ASK HERE

seminar class · 25-03-2011, 10:30 AM

Presented by:
Deepthi Amuru

[attachment=10956]
Abstract—Online clock skew scheme is proposed in this paper to improve the performance of the asynchronous wave-pipelined circuits. In conventional pipelining technique, the operating frequency is increased by dividing the combinational logic into number of stages and registers are introduced between the stages. Where, all the registers are fed with a global clock. Wave-pipelining technique maximizes the logic utilization without inserting internal registers so that we can achieve the improvement in the speed of the circuit without the cost of increased area and routing complexity. Previous papers implemented on wave-pipelining circuits used complex circuitry for adjusting the clock period and clock skews in offline condition. The proposed low complexity control circuit generates enable signal for enabling the output latch(s) during stable period depending on the clock speed in online condition. The proposed technique is evaluated by implementing filters using Distributed Arithmetic Algorithm (DAA) by using 3 different schemes: non-pipelining, pipelining and wave-pipelining on Xilinx Spartan III: comparisons are done in terms of operating frequency, power dissipation, area (in terms of Les and registers) and latency (for maximum operating frequency) at different frequencies and performance analysis is carried out. Wave-pipelined DA filter is faster by a factor of 1.36 compared to the non-pipelined one. The pipelined filter is faster by a factor of 1.38 compared to wave-pipelined one but at the cost of increased logic utilization by 115.69%. The dynamic power for the 4-tap DA wave-pipelined filter is less by approx. 8% compared to pipelined and greater by approx. 28% compared to non-pipelined circuits.

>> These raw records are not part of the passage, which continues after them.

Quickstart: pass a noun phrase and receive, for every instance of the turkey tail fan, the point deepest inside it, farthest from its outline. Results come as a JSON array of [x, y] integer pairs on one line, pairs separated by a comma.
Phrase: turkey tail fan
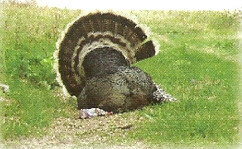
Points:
[[98, 30]]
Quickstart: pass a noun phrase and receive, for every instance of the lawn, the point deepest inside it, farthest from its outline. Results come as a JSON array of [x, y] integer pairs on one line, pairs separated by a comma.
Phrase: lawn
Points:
[[198, 64]]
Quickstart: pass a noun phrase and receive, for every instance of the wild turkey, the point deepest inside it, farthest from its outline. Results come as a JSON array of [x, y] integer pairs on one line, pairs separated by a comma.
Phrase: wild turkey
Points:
[[94, 60]]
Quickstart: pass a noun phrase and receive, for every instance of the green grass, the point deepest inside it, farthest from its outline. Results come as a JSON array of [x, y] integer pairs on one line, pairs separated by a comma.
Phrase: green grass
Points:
[[197, 64]]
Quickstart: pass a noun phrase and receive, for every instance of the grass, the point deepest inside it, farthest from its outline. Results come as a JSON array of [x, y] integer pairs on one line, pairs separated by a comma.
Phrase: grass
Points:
[[198, 64]]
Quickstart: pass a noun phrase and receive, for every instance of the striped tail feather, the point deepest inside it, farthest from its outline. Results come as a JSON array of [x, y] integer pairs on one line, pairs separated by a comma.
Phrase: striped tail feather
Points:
[[98, 30]]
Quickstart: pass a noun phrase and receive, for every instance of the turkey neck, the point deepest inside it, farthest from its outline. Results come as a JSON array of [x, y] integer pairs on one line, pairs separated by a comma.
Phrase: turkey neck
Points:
[[103, 61]]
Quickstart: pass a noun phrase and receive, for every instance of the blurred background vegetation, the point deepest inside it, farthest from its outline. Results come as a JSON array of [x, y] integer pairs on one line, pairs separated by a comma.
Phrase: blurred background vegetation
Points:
[[198, 64]]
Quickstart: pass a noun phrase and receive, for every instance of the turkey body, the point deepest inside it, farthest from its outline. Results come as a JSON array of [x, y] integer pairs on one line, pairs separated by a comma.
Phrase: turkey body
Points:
[[94, 58], [112, 84]]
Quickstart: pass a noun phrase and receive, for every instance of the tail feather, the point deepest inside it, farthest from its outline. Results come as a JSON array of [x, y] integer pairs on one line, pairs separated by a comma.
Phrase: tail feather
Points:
[[94, 31]]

Index Terms—Asynchronous, Wave-pipelining, clock skew, FIR,
DAA
INTRODUCTION
FIELD-PROGRAMMABLE gate array-based system is gaining extensive popularity due to the flexibility and complexity it provides. FPGAs have potential for parallelism. FPGAs with complexities, as high as 10 million gates in a single integrated circuit(IC) have become the reality. This has enabled the FPGA vendors to embed the restricted instruction set computer (RISC) processor in part of the core so that in a single IC, the advantage of both microprocessors and FPGAs can be combined, leading to a design of a complete system on a single chip (SOC) [1]. FPGAs provide solutions that maintain both the advantages of the approach based on DSP processors and the approach based on ASICs. Many front-end
DSP algorithms, such as FFTs, FIRs or IIR filters previously built with ASICs or PDSPs are now replaced by FPGAs.

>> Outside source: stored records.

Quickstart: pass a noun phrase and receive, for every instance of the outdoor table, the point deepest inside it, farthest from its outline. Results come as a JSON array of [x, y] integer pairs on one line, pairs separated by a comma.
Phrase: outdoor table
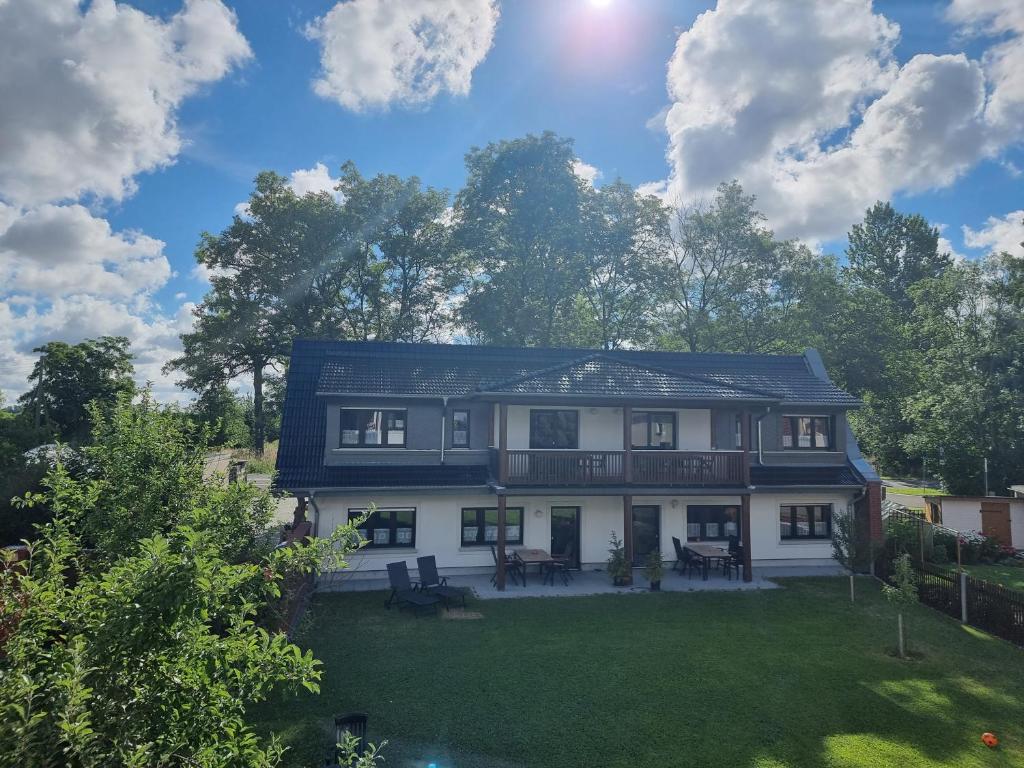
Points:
[[707, 553], [537, 557]]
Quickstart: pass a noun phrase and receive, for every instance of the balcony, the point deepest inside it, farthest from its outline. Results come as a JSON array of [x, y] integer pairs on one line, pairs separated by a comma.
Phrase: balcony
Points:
[[694, 468]]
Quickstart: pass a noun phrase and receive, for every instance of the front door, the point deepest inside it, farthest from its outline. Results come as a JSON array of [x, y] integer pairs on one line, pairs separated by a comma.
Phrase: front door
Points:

Increased performance of digital systems is critically important in applications ranging from general purpose computing to single/image processing to telecommunications. In today’s electronics industry, low power and high throughput circuit design arise as the most important issues of the system design. Reducing delay and a proper clocking methodology is very important to maintain the overall system performance. In any digital circuit, the critical path (longest path delay) decides the operating frequency of the system. The operating frequency of digital circuits can be increased by several techniques such as pipelining, wave-pipelining and asynchronous pipelining.

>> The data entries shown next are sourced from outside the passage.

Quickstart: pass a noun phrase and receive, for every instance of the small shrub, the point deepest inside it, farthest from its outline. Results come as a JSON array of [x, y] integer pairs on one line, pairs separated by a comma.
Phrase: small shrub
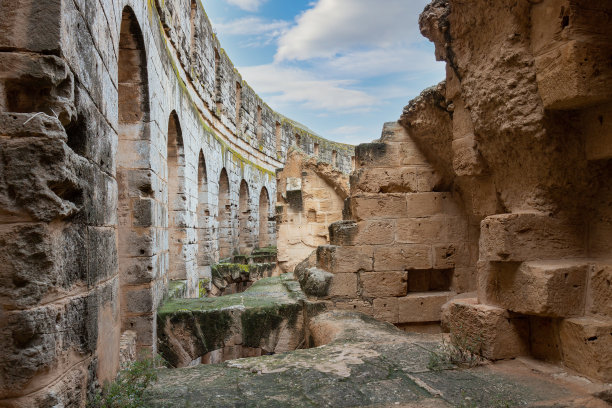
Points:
[[129, 386]]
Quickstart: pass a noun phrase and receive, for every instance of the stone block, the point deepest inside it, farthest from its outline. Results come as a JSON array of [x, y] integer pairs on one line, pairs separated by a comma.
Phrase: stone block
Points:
[[376, 232], [343, 285], [529, 236], [377, 155], [543, 288], [355, 305], [376, 206], [488, 329], [422, 307], [383, 284], [343, 232], [337, 259], [430, 203], [432, 230], [583, 84], [599, 295], [384, 180], [402, 257], [450, 256], [586, 343], [386, 309]]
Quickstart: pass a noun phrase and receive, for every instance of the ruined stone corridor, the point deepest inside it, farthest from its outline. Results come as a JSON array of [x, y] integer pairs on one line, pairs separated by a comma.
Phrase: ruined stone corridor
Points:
[[153, 205]]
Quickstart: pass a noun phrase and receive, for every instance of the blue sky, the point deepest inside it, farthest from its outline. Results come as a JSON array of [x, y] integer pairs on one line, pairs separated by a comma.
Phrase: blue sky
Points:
[[340, 67]]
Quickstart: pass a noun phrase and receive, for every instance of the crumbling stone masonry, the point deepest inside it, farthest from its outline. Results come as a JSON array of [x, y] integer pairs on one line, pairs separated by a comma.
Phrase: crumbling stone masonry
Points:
[[132, 155], [310, 196], [495, 188]]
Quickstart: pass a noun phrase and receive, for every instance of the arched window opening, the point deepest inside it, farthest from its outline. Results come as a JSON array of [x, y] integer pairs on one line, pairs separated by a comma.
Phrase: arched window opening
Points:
[[244, 215], [224, 232], [264, 215], [133, 115], [205, 245], [177, 200]]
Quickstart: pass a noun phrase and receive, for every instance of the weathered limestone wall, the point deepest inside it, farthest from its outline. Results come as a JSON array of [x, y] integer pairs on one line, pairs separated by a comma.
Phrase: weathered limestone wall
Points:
[[496, 185], [528, 93], [310, 197], [125, 137], [405, 246]]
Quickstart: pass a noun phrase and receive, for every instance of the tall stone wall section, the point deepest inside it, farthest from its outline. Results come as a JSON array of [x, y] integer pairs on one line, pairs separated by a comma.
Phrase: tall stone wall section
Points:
[[310, 197], [528, 99], [494, 187], [120, 124]]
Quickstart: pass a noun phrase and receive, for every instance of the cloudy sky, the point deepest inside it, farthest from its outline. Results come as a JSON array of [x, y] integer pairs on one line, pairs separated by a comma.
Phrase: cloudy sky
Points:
[[340, 67]]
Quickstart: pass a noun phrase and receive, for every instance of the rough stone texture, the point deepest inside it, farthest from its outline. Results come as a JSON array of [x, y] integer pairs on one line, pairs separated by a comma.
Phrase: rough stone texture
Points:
[[520, 129], [311, 196], [487, 329], [360, 362], [125, 164], [405, 244]]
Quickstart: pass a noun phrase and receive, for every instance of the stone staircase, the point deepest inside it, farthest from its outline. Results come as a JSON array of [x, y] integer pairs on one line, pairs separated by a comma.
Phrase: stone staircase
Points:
[[403, 249]]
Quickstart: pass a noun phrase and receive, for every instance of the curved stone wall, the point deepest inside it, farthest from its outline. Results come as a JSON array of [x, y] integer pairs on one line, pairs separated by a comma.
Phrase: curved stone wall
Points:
[[125, 136]]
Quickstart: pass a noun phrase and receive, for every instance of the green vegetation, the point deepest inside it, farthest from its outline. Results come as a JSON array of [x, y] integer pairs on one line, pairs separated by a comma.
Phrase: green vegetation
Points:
[[128, 388]]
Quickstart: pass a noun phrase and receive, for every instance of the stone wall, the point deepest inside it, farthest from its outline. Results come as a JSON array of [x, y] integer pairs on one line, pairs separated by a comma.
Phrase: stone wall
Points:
[[405, 246], [494, 186], [528, 93], [125, 137], [310, 196]]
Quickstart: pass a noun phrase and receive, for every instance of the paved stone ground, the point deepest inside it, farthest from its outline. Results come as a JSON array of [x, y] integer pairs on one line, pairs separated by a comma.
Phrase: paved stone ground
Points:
[[368, 364]]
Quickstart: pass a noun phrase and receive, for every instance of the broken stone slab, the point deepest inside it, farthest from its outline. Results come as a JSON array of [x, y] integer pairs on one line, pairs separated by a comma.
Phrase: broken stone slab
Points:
[[541, 288], [267, 315]]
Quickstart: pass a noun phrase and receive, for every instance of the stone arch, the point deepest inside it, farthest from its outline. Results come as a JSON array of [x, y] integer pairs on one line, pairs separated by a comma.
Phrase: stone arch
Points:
[[134, 181], [264, 214], [205, 254], [244, 214], [224, 233], [177, 200], [192, 25]]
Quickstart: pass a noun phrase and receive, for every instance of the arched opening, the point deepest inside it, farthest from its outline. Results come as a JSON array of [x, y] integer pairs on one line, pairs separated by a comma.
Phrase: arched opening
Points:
[[205, 252], [177, 200], [137, 269], [224, 217], [244, 213], [278, 133], [264, 214]]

In conventional pipelining technique, the operating frequency is increased by dividing the combinational logic into number of stages and registers are introduced between the stages. All registers are fed with a global clock. Registers are used to provide temporary storage for the computed data between successive pipeline stages. This improves the speed of the system but at the cost of increased number of registers, area, latency, power and clock routing complexity [2].
Wave-pipelining technique is another approach which improves the speed of the circuit with less area and clock loads. In case of ordinary pipeline system, there is one “wave’ of data between register stages. When a new set of data has been clocked into one set of register, the values are propagated to the next stage of register before the first set of data has been clocked again. But in case of Wave pipelining (WP) system; multiple coherent “waves” of data are propagated between storage elements as shown in figure1 below.
Many researchers have worked with wave pipelining, which was first introduced by Cotten [4], who named it maximum rate pipelining. He observed that the rate at which logic can propagate through a circuit depend not only the longest path delay but also on the difference between the longest and the shortest path delay. As a result, several computational “waves,” i.e., logic signals related to different clock cycles, can propagate through the logic simultaneously.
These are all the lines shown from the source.